GE Healthcare, which has its headquarters in Britain, last year generated $3 billion in profit on $17 billion in revenue, with the life sciences unit accounting for $2.3 billion of the revenue total.

Whatman generates annual revenue of about $230 million, with an operating profit margin of 20 percent, Ehrenheim said. About 40 percent of Whatman's sales come from North America, 40 percent from Europe and 20 percent from the rest of the world, added Kieran Murphy, Whatman's CEO.
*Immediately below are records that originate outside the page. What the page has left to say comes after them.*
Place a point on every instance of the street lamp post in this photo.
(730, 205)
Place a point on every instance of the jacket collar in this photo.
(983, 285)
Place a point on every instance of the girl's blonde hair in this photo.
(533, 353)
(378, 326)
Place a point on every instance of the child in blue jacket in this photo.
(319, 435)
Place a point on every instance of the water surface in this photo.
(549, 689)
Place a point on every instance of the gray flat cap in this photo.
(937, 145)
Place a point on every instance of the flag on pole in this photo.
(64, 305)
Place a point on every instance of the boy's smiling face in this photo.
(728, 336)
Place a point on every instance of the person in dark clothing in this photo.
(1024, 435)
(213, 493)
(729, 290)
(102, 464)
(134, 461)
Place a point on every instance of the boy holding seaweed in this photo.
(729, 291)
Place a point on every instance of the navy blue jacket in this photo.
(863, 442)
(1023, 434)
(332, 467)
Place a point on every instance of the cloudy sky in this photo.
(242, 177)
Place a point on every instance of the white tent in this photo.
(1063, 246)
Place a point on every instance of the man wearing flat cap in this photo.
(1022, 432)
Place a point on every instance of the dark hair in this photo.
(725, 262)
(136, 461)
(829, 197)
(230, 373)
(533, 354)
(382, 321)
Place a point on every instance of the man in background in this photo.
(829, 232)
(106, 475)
Ehrenheim said GE, the second-largest U.S. company by market capitalization, would run Whatman as a stand-alone entity and that Murphy would remain at its helm.

"The opportunities that we have within Whatman will be best realized with the additional resources and the technology competencies that GE Healthcare have," Murphy said on the conference call.

The deal represents a return to the acquisition trail for the $17 billion-a-year GE unit, following the termination of a deal for it to buy two Abbott Laboratories Inc medical diagnostic businesses for $8 billion last year.

That acquisition was called off in July because the two companies could not agree on final terms.

Whatman said the GE takeover had been recommended unanimously by its directors and the British firm's largest shareholder, Hermes Focus Asset Management Ltd, with a stake over around 15 percent, had agreed to vote in favor of the transaction.

GE shares were down 29 cents, or less than 1 percent, to $35.87 on the New York Stock Exchange.